Yeah, money needs money and slums need the poor - that's obvious and I don't know how to alter that beyond a redistributive economic model that currently, isn't en vogue - the point you are making appears to be that we require vast behomoths to essentially bankroll the future. Perhaps...
But ultimately do you not also question the influence that they have on that future in terms of what is invested in and what isn't and do you reach a point where your company is earning way beyond what anyone can really conceptualise, the idea that it's spending is dictated 'by the market' becomes laughable. These companies can shape the market in a way that doesn't necessarily represent consumer demand/need or social demand/need. The idea of making profit becomes self fulfilling because they are the only companies big enough to reach the market or they become the market and thus put whatever they want on the market.
Once you've reached a point where a company/individual can 'invest' with almost total impunity, it is then effectively no different than say, the Soviet military/industrial complex. The rules of capital no longer apply to it. We reach a kind of feudal situation where every company or individual plying their trade does so only with the blessing of the good lord corporate behemoth and they pay their tithes in service charges/get bought out/etc.

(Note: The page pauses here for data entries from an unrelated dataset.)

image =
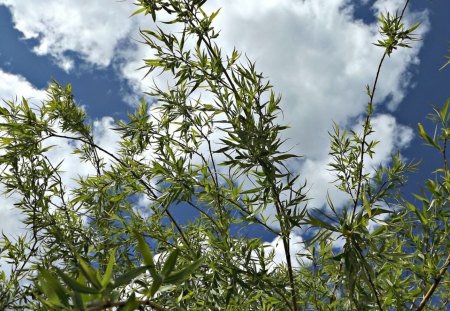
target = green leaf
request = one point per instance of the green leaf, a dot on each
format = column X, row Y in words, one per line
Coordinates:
column 76, row 285
column 128, row 276
column 427, row 138
column 147, row 254
column 184, row 273
column 52, row 288
column 109, row 268
column 170, row 263
column 130, row 305
column 89, row 273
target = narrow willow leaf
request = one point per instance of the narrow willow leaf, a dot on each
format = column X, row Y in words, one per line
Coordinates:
column 128, row 276
column 147, row 254
column 130, row 305
column 89, row 273
column 76, row 285
column 109, row 268
column 170, row 263
column 184, row 273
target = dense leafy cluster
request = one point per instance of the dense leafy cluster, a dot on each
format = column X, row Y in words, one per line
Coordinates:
column 212, row 143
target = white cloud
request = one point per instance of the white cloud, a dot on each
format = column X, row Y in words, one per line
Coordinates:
column 296, row 248
column 14, row 87
column 314, row 51
column 92, row 29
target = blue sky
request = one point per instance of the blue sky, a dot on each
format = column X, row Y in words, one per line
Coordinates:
column 317, row 53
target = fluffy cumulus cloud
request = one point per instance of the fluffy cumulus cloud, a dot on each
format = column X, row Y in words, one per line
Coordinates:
column 91, row 29
column 316, row 53
column 13, row 88
column 320, row 57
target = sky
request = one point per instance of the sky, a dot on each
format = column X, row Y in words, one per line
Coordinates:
column 317, row 53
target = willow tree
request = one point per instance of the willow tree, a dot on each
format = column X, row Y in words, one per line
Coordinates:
column 212, row 142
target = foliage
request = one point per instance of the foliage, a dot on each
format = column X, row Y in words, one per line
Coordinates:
column 90, row 248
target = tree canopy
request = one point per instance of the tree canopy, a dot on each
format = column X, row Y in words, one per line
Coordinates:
column 211, row 141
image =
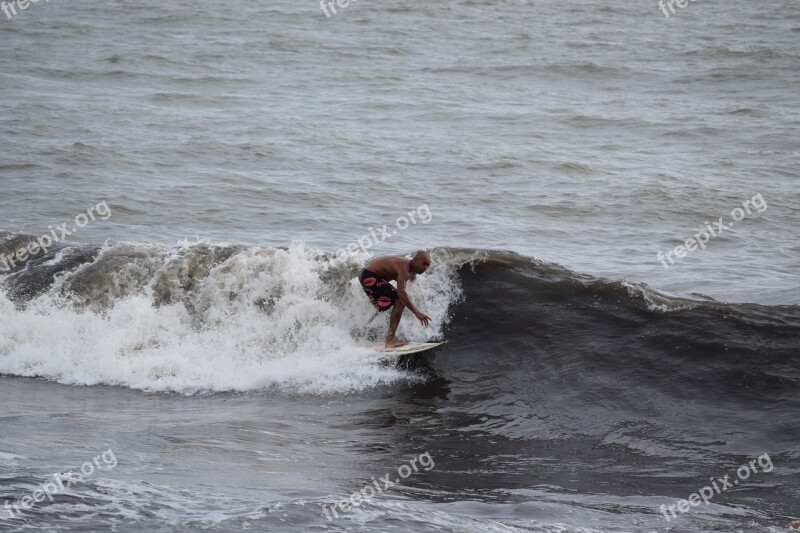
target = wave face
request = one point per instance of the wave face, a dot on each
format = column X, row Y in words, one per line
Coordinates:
column 600, row 394
column 200, row 317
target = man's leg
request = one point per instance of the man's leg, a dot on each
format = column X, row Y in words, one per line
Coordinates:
column 394, row 321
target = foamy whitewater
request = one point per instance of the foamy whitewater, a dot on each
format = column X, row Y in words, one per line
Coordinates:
column 189, row 190
column 162, row 319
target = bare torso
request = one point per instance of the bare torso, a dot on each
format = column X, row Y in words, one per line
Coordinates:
column 389, row 267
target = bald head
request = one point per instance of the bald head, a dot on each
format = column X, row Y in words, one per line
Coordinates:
column 420, row 262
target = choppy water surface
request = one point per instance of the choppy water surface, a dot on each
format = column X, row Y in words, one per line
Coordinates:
column 199, row 323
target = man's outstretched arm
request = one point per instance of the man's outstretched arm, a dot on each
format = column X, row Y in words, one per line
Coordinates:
column 405, row 300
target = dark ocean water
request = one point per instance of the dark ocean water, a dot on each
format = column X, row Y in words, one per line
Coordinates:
column 198, row 326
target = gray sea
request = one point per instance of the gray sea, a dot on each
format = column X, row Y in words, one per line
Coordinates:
column 610, row 194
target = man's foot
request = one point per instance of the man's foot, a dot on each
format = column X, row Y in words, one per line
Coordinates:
column 394, row 342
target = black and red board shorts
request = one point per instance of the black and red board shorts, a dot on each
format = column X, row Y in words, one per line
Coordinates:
column 379, row 290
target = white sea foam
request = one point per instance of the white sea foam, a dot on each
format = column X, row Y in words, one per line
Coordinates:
column 260, row 319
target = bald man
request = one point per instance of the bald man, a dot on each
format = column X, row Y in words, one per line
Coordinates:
column 375, row 282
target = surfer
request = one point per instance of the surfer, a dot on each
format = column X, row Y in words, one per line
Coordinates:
column 375, row 282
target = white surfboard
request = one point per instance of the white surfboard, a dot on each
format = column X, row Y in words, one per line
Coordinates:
column 413, row 347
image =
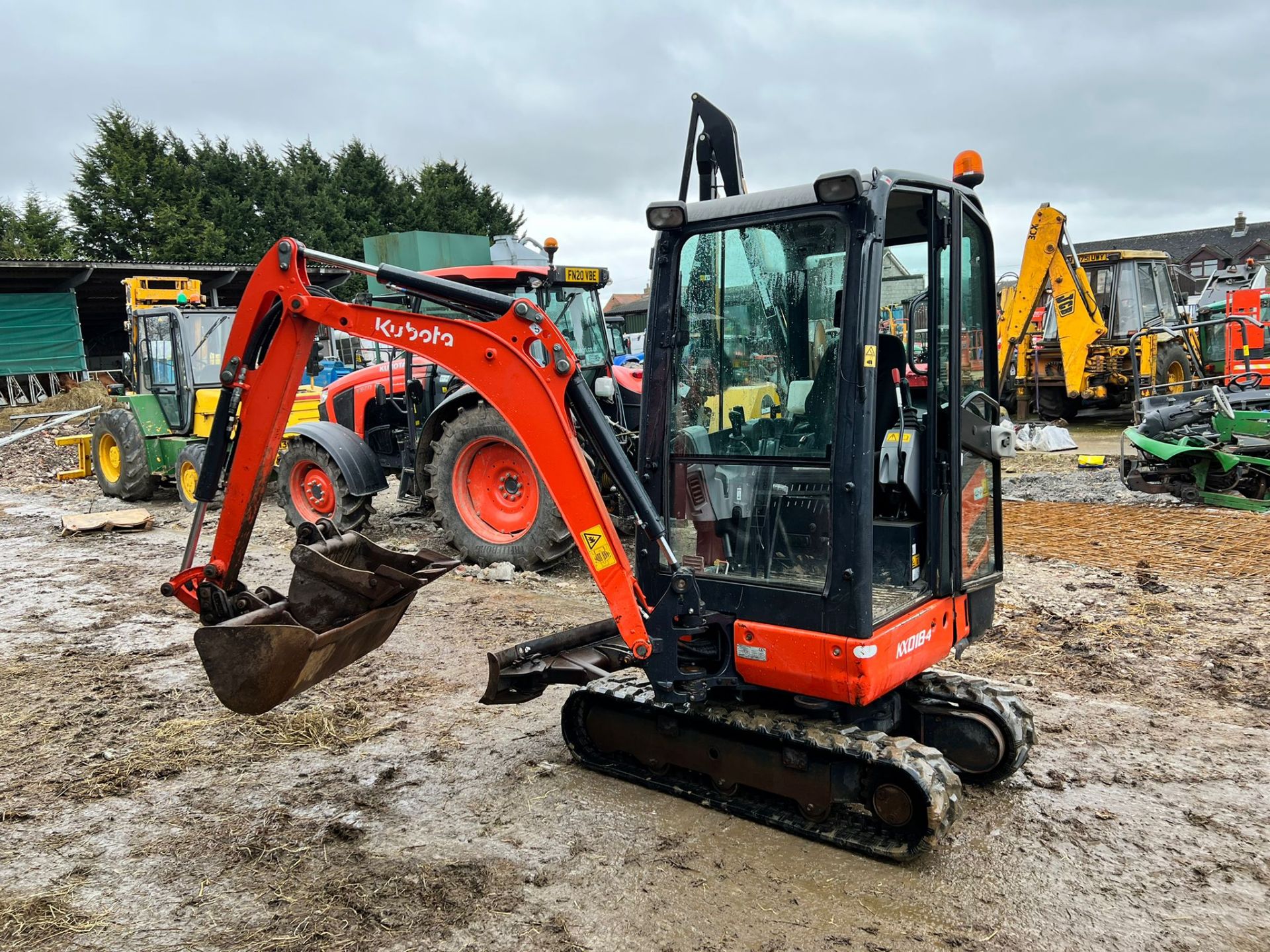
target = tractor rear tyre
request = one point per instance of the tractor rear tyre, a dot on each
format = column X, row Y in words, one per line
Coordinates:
column 190, row 465
column 120, row 456
column 488, row 498
column 1173, row 370
column 312, row 487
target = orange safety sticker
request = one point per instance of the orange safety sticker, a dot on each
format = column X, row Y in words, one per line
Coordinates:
column 597, row 549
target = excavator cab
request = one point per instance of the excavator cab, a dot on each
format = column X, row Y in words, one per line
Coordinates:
column 807, row 484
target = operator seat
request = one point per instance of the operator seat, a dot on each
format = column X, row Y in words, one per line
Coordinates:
column 821, row 404
column 890, row 358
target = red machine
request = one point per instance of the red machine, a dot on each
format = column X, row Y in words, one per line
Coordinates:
column 840, row 535
column 412, row 418
column 1246, row 339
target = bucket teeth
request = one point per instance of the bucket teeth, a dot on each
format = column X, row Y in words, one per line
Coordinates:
column 346, row 597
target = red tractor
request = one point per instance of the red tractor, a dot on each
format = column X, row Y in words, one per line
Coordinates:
column 451, row 451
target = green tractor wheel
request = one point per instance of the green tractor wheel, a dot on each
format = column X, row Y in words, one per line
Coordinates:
column 190, row 465
column 120, row 456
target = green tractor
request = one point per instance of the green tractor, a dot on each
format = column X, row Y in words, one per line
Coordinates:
column 158, row 432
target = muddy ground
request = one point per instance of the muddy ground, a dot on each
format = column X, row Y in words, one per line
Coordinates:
column 388, row 810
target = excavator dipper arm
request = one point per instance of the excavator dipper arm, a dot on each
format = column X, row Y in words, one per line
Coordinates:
column 1049, row 259
column 265, row 647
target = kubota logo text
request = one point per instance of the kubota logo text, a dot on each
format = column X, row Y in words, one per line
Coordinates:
column 912, row 643
column 409, row 331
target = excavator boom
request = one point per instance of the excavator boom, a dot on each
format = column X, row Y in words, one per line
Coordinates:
column 1050, row 262
column 347, row 596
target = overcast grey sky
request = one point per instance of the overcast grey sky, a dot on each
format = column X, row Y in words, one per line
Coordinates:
column 1130, row 117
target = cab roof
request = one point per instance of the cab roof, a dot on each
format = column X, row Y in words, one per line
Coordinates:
column 1115, row 254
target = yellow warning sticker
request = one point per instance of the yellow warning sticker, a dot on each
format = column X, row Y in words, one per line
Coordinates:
column 599, row 550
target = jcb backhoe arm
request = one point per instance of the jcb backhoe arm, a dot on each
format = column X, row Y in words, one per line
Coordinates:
column 347, row 593
column 1048, row 257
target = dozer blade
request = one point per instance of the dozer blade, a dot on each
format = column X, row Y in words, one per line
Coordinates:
column 346, row 597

Yes, that can fund innovation, but it can also completely distort markets and destroy innovation and competition. The notion that we need insane levels of personal wealth "because things are expensive to make" seems a little simplistic and perhaps also highlights a basic problem thrown up by capitalism (which I don't have an answer for) - which is that cooperation would lower cost tremendously - yes, to make a new car is expensive but all over the world, car manufacturers are doing the same research in silos and essentially designing the same thing with tiny minor differences. Of course, we can laugh and say 'well, what is the alternative? Trabants?' and that's to some extent a fair point - but equally, it doesn't mean we shouldn't think critically about our own system does it?